Festival of Trees brings cheer to Goldschmidt Cancer Center

Leslie Dunlap, left, makes arts and crafts with daughter Lanie, 3, and son Liam, 6, at Sunday's second Festival of Trees at Goldschmidt Cancer Center.
Leslie Dunlap, left, makes arts and crafts with daughter Lanie, 3, and son Liam, 6, at Sunday's second Festival of Trees at Goldschmidt Cancer Center.

It wasn't a normal sight at the Goldschmidt Cancer Center. On Sunday, the inside was lined with 50 decorated Christmas trees, each 2 feet tall, while an uncharacteristically kind Grinch patrolled the infusion room.

Rather than "staring down from his cave with a sour, Grinchy frown," the Grinch (Larry Hall) was looking to put smiles on children's faces in a room at the center primarily used for chemotherapy treatments.

One boy chatted him up, while a younger girl sought safety behind her mother. Nearby, a pair of children were at an arts and crafts station with their mother.

Welcome to the center's second Festival of Trees, a pre-Thanksgiving Christmas fundraiser.
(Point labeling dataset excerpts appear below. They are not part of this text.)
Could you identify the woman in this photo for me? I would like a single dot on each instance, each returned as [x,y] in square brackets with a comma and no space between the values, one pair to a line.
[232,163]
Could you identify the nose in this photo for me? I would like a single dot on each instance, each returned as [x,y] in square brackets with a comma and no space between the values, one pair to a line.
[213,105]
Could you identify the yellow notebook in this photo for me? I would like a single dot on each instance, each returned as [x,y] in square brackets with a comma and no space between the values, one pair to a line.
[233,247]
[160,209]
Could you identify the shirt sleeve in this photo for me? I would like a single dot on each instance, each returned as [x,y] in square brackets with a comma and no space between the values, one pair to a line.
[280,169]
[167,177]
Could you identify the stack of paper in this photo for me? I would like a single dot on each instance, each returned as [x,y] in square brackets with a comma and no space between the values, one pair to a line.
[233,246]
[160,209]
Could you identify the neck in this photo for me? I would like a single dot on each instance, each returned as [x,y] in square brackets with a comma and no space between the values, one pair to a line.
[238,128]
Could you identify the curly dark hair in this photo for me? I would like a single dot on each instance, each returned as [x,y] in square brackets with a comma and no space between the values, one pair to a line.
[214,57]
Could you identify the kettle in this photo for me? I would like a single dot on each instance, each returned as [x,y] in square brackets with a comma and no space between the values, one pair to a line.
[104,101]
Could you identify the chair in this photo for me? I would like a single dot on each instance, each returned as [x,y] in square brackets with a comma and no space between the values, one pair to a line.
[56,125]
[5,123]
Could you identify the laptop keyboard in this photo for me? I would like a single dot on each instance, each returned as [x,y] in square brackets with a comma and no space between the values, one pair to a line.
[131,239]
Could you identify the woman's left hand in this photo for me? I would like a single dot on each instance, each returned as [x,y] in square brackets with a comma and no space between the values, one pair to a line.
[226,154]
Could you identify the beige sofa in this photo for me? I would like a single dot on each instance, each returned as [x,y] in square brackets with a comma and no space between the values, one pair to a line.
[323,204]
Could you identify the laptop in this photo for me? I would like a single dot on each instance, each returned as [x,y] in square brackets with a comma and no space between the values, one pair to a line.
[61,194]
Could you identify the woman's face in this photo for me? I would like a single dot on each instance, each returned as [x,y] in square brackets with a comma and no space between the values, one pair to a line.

In addition to the 2-foot trees, there were 4-foot and 7-foot trees, including one that seamlessly blended a mannequin into a Christmas tree. A smaller "tree" was made from living peat moss near the entry.

Rose Lineberry visited the event for the first time, saying she was impressed, as she looked at the mannequin/Christmas tree. "I just thought there would be ordinary Christmas trees, and this is far beyond that. She looks like a goddess," Lineberry said.

Another area featured a T-shirt and bake sale and free cookies.

Organizers said the idea was to hold a Christmas-themed event that wouldn't get lost with all the other Christmas events or with deer season.

Even more than raising funds - the event brought in $50,000 last year - the goal of the event is to increase awareness of the center. Since opening in 2008, the center allowed Mid-Missouri cancer patients to stay in the area for treatment, rather than having to travel to bigger cities.

"When we looked at how cancer care was delivered here in the community, people had to go to one place to get their X-rays, another place to see the surgeon, another place to see the chemotherapy doctor, another place to get radiation. And it was just all over the place," Dr. Jay Allen said.

Capital Region Medical Center realized this, and raised funds in the community to start the center, he said.

Area schools were asked to have students decorate the 2-foot Christmas trees. Half of the trees were donated to a nursing home/rehab facility and half were being sold at the event.

"They're definitely made with love in their heart," Allen said.

Rita Kempker, executive director of the Capital Region Medical Foundation, touted Goldschmidt's new Xoft treatment, saying it's the "most awesome piece that we are doing now at the Goldschmidt Cancer Center - the only one in the state of Missouri."

Allen said the treatment is intraoperative radiation therapy for breast cancer that allows patients to have a single treatment - cancer removal and radiation - at the time of surgery. A decade ago, he said, women with breast cancer often had the lump removed, followed by 30 radiation treatments.